Einmal in der Türkei angekommen, werden die Briten wenig herzlich empfangen, sogar regelrecht abgewimmelt - was könnten die Türken vorhaben? Die Zeit drängt. Nicht nur droht eins der Dracheneier binnen der nächsten Wochen zu schlüpfen, offensichtlich bereitet der selbsternannte Imperator Napoleon auch noch eine groß angelegte Offensive vor ...
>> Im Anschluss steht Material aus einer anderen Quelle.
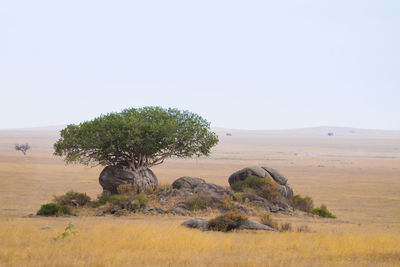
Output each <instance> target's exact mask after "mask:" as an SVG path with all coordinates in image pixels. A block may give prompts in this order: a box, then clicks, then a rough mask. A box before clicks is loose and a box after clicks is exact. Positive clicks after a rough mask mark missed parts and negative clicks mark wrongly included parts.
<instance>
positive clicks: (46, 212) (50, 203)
mask: <svg viewBox="0 0 400 267" xmlns="http://www.w3.org/2000/svg"><path fill="white" fill-rule="evenodd" d="M36 214H37V215H39V216H62V215H70V214H71V210H70V209H69V208H68V207H67V206H64V205H59V204H57V203H47V204H44V205H42V206H41V207H40V209H39V210H38V212H37V213H36Z"/></svg>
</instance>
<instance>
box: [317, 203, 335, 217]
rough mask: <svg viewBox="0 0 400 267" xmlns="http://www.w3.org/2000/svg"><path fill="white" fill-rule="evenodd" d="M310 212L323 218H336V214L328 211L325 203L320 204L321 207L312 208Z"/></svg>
mask: <svg viewBox="0 0 400 267" xmlns="http://www.w3.org/2000/svg"><path fill="white" fill-rule="evenodd" d="M311 213H312V214H314V215H318V216H320V217H324V218H331V219H336V216H335V215H333V214H332V213H330V212H329V210H328V208H327V207H326V206H325V205H321V207H319V208H315V209H313V210H312V211H311Z"/></svg>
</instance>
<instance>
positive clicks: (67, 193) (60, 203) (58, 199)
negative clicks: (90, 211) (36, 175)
mask: <svg viewBox="0 0 400 267" xmlns="http://www.w3.org/2000/svg"><path fill="white" fill-rule="evenodd" d="M53 201H54V202H56V203H57V204H60V205H70V206H84V205H86V204H88V203H89V202H90V197H89V196H88V195H86V193H78V192H74V191H69V192H67V193H66V194H64V195H61V196H54V199H53Z"/></svg>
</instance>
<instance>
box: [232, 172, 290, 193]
mask: <svg viewBox="0 0 400 267" xmlns="http://www.w3.org/2000/svg"><path fill="white" fill-rule="evenodd" d="M248 176H258V177H261V178H267V177H269V178H271V179H273V180H274V181H275V182H276V183H277V184H278V185H279V187H280V192H281V194H282V196H284V197H285V198H290V197H291V196H293V190H292V188H291V187H290V186H289V185H288V184H287V181H288V180H287V178H286V177H285V176H283V175H282V174H281V173H280V172H278V171H277V170H275V169H273V168H270V167H247V168H244V169H241V170H239V171H237V172H235V173H233V174H232V175H231V176H230V177H229V179H228V182H229V184H230V185H232V184H234V183H236V182H237V181H243V180H245V179H246V178H247V177H248Z"/></svg>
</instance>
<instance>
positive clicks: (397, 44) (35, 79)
mask: <svg viewBox="0 0 400 267" xmlns="http://www.w3.org/2000/svg"><path fill="white" fill-rule="evenodd" d="M399 14H400V1H397V0H394V1H385V0H379V1H378V0H376V1H367V0H360V1H352V0H345V1H339V0H331V1H324V0H315V1H276V0H274V1H265V0H264V1H233V0H228V1H219V0H212V1H208V0H202V1H188V0H186V1H167V0H162V1H151V0H148V1H147V0H146V1H133V0H130V1H119V0H113V1H99V0H95V1H94V0H93V1H83V0H66V1H60V0H58V1H54V0H49V1H41V0H35V1H32V0H28V1H22V0H21V1H19V0H0V92H1V94H0V101H1V103H0V129H8V128H20V127H33V126H48V125H59V124H70V123H79V122H82V121H85V120H90V119H92V118H94V117H97V116H99V115H100V114H102V113H108V112H113V111H120V110H121V109H124V108H129V107H142V106H163V107H177V108H180V109H187V110H190V111H192V112H195V113H198V114H200V115H201V116H203V117H204V118H205V119H207V120H208V121H210V122H211V126H212V127H225V128H239V129H283V128H299V127H311V126H321V125H330V126H348V127H358V128H374V129H394V130H400V15H399Z"/></svg>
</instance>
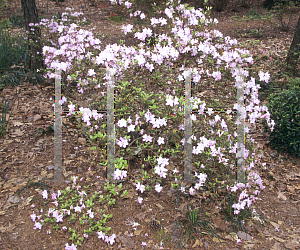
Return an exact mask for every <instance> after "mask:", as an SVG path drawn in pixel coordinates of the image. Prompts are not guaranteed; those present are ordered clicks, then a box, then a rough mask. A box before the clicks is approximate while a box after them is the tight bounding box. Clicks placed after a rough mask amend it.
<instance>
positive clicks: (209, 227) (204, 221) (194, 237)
mask: <svg viewBox="0 0 300 250" xmlns="http://www.w3.org/2000/svg"><path fill="white" fill-rule="evenodd" d="M179 225H180V227H181V229H180V233H181V236H180V241H179V242H178V244H177V246H178V245H179V246H181V244H182V243H181V241H182V239H183V236H185V242H184V244H183V245H186V244H187V242H188V241H189V239H190V237H191V238H192V239H195V236H194V233H195V234H208V233H209V234H210V235H211V236H212V237H213V236H215V237H216V238H217V239H219V237H218V236H217V235H216V234H215V233H214V231H213V229H215V226H214V224H213V223H212V222H210V221H209V220H208V219H207V212H203V211H202V210H201V211H198V208H197V209H195V208H193V209H192V208H191V207H189V206H188V211H187V212H186V218H183V219H180V220H179V222H178V224H177V226H176V228H175V230H176V229H177V227H178V226H179ZM219 240H220V239H219Z"/></svg>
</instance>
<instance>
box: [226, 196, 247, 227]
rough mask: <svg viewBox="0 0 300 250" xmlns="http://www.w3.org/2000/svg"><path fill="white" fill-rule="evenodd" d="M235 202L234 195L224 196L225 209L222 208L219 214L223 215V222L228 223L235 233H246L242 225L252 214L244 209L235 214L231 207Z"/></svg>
mask: <svg viewBox="0 0 300 250" xmlns="http://www.w3.org/2000/svg"><path fill="white" fill-rule="evenodd" d="M237 200H238V197H237V196H236V194H234V193H233V194H231V195H226V196H225V197H224V204H225V206H226V207H225V208H222V209H221V211H220V213H221V214H224V215H225V217H224V221H228V222H230V224H231V226H233V229H234V230H235V231H236V232H237V231H239V230H240V229H241V230H243V231H244V232H245V233H247V231H246V229H245V228H244V226H243V224H244V222H245V220H247V219H250V218H251V216H252V213H251V210H250V209H249V208H245V209H244V210H243V211H242V212H240V213H239V214H235V213H234V210H233V207H232V206H233V204H235V203H236V201H237Z"/></svg>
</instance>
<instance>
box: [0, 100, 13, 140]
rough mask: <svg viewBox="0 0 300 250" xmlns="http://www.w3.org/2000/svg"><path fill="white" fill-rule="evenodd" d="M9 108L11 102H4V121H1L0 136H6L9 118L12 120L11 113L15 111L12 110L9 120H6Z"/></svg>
mask: <svg viewBox="0 0 300 250" xmlns="http://www.w3.org/2000/svg"><path fill="white" fill-rule="evenodd" d="M11 106H12V105H11ZM8 107H9V100H7V101H4V102H3V103H2V107H1V109H2V120H0V136H4V135H5V133H6V130H7V128H8V122H9V118H10V116H11V113H12V111H13V108H12V109H11V111H10V114H9V116H8V119H7V120H6V114H7V111H8Z"/></svg>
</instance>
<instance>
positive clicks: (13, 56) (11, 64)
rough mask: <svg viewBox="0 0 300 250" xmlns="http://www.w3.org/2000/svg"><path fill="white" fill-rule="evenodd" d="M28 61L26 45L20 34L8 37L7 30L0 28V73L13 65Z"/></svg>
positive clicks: (27, 53) (27, 47)
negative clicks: (19, 35) (0, 28)
mask: <svg viewBox="0 0 300 250" xmlns="http://www.w3.org/2000/svg"><path fill="white" fill-rule="evenodd" d="M27 62H28V46H27V45H26V42H25V40H24V38H23V37H22V36H16V37H10V36H9V32H7V31H6V30H4V29H0V74H3V71H4V70H9V69H10V67H11V66H13V65H19V64H20V63H24V64H27Z"/></svg>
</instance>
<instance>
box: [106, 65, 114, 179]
mask: <svg viewBox="0 0 300 250" xmlns="http://www.w3.org/2000/svg"><path fill="white" fill-rule="evenodd" d="M114 73H115V69H108V70H107V71H106V77H107V80H108V82H107V180H108V181H109V182H111V181H112V180H113V178H112V174H113V172H114V166H115V124H114Z"/></svg>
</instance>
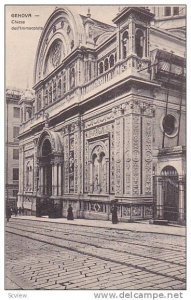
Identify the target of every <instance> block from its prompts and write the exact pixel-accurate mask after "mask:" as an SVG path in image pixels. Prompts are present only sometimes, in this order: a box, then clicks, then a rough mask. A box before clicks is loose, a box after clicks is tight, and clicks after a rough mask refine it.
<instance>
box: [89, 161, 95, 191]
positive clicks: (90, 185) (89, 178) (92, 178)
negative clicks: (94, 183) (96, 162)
mask: <svg viewBox="0 0 191 300" xmlns="http://www.w3.org/2000/svg"><path fill="white" fill-rule="evenodd" d="M89 185H90V186H89V189H88V190H89V192H90V193H93V188H94V182H93V163H92V161H91V160H90V161H89Z"/></svg>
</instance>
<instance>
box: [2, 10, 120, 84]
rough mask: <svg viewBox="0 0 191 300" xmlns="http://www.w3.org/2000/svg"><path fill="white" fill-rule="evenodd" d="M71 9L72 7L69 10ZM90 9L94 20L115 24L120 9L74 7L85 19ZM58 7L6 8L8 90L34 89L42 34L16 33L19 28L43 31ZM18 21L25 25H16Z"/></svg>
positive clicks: (35, 31) (5, 18)
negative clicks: (117, 13)
mask: <svg viewBox="0 0 191 300" xmlns="http://www.w3.org/2000/svg"><path fill="white" fill-rule="evenodd" d="M68 7H69V6H68ZM88 7H89V8H90V12H91V16H92V18H93V19H97V20H100V21H103V20H104V21H105V22H106V23H108V24H112V19H113V18H114V17H115V15H116V14H117V13H118V10H119V6H118V5H112V6H111V5H110V6H83V5H80V6H72V8H73V9H74V10H75V11H77V12H78V13H80V14H83V15H86V14H87V12H88ZM54 9H55V5H52V6H48V5H44V6H37V5H34V6H29V5H28V6H24V5H22V6H18V5H17V6H13V5H12V6H6V10H5V19H6V22H5V24H6V28H5V42H6V47H5V57H6V60H5V61H6V67H5V71H6V72H5V75H6V80H5V85H6V87H12V88H18V89H26V88H32V86H33V70H34V62H35V55H36V50H37V45H38V41H39V38H40V35H41V33H42V30H14V29H13V27H18V26H32V27H33V26H35V27H44V25H45V23H46V21H47V19H48V18H49V16H50V14H51V13H52V12H53V11H54ZM22 13H24V14H31V15H32V17H29V18H24V19H22V18H15V17H14V16H13V14H14V15H15V14H22ZM15 20H17V21H18V20H19V21H23V20H24V21H25V24H15V23H13V22H15Z"/></svg>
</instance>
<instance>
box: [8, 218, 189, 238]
mask: <svg viewBox="0 0 191 300" xmlns="http://www.w3.org/2000/svg"><path fill="white" fill-rule="evenodd" d="M29 217H30V216H29ZM13 219H20V220H30V221H39V222H48V223H54V224H68V225H72V226H84V227H90V228H92V227H96V228H102V229H108V230H112V229H115V230H119V231H130V232H139V233H150V234H161V235H173V236H179V237H186V232H185V234H176V233H168V232H157V231H148V230H136V229H129V228H127V229H126V228H117V226H115V227H111V226H96V225H95V224H94V225H91V224H77V223H75V224H74V223H72V222H71V221H69V222H68V221H67V222H65V221H64V222H56V221H54V219H51V220H50V219H49V218H47V219H46V221H45V220H43V218H42V219H30V218H29V219H27V216H26V219H25V218H22V217H19V216H18V217H16V218H15V217H13ZM63 220H65V218H63ZM106 222H107V221H106ZM136 223H137V222H136ZM127 224H128V223H127ZM143 225H144V224H143ZM149 225H150V226H153V224H149ZM155 226H162V225H155ZM185 230H186V228H185Z"/></svg>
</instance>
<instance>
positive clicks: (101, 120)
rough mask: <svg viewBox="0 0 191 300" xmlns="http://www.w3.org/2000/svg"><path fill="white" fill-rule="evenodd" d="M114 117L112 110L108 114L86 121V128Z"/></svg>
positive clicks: (103, 121) (102, 122) (101, 123)
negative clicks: (91, 119)
mask: <svg viewBox="0 0 191 300" xmlns="http://www.w3.org/2000/svg"><path fill="white" fill-rule="evenodd" d="M112 119H113V114H112V112H110V113H108V114H107V115H104V116H101V117H98V118H95V119H92V120H91V121H87V122H85V129H87V128H90V127H93V126H96V125H100V124H103V123H106V122H108V121H110V120H112Z"/></svg>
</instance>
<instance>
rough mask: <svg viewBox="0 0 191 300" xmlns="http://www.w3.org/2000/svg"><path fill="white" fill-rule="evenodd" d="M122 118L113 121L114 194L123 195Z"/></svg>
mask: <svg viewBox="0 0 191 300" xmlns="http://www.w3.org/2000/svg"><path fill="white" fill-rule="evenodd" d="M123 175H124V174H123V118H122V117H119V118H117V119H116V120H115V194H116V195H117V196H121V195H122V194H123Z"/></svg>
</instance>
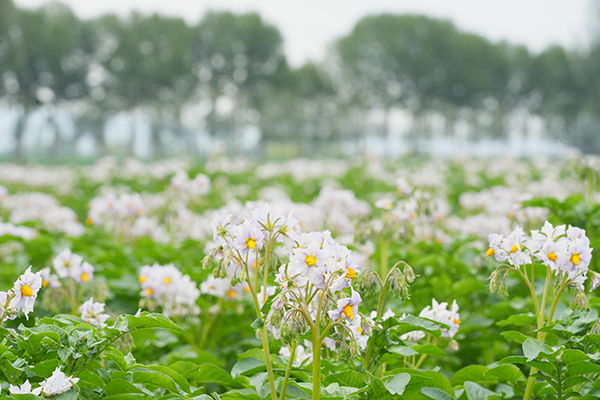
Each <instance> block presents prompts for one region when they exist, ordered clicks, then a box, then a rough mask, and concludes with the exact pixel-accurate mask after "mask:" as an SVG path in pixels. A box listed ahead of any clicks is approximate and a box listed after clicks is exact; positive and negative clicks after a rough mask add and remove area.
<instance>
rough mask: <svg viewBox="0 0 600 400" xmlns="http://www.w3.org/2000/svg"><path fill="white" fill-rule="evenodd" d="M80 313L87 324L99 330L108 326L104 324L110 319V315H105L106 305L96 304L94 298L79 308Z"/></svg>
mask: <svg viewBox="0 0 600 400" xmlns="http://www.w3.org/2000/svg"><path fill="white" fill-rule="evenodd" d="M79 312H80V313H81V318H82V319H83V320H85V322H87V323H89V324H91V325H94V326H95V327H96V328H98V329H102V328H104V327H105V326H106V324H105V323H104V322H106V320H107V319H108V318H109V316H108V314H104V303H94V298H93V297H92V298H90V299H89V300H88V301H86V302H85V303H83V304H82V305H81V307H79Z"/></svg>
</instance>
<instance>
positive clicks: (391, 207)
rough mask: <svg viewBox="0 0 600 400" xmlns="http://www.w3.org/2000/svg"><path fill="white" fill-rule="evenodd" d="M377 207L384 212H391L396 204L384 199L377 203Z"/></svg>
mask: <svg viewBox="0 0 600 400" xmlns="http://www.w3.org/2000/svg"><path fill="white" fill-rule="evenodd" d="M375 207H377V208H381V209H382V210H388V211H389V210H391V209H392V208H394V203H393V202H392V200H390V199H387V198H384V199H379V200H377V201H376V202H375Z"/></svg>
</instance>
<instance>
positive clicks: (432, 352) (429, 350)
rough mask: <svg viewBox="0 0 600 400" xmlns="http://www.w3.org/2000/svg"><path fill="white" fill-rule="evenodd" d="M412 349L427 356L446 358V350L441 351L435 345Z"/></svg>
mask: <svg viewBox="0 0 600 400" xmlns="http://www.w3.org/2000/svg"><path fill="white" fill-rule="evenodd" d="M412 349H413V350H415V351H417V352H418V353H419V354H427V355H430V356H434V357H446V353H444V350H442V349H440V348H439V347H438V346H436V345H434V344H421V345H416V346H413V347H412Z"/></svg>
So abrupt wie Naomi Noviks Bücher aufhören, so abrupt fangen sie auch an. "Drachenzorn" knüpft unmittelbar an die Ereignisse des direkten Vorgängers "Drachenprinz" an, zwischen den beiden Geschichten liegt gerade mal eine Woche. So langsam - das kann man auch am Ende von Teil Drei erkennen - wird das Konzept von Noviks Serie offenbar: eine Serie dicht aufeinander folgender, in sich abgeschlossener Geschichten, die als großen Bogen das Leben Temeraires und Laurence beziehungsweise die napoleonischen Kriege beschreiben. Es ist zwar ein interessantes Prinzip, welches Novik da dem Autor Patrick OBrian, hierzulande am ehesten bekannt für die Vorlagen zum Spielfilm "Master and Commander", entlehnt, jedoch irgendwo auch ein befremdliches, schließlich steht man nach dem wieder rapide abgebrochenen Ende mitten im Geschehen und ohne eine Fortsetzung da.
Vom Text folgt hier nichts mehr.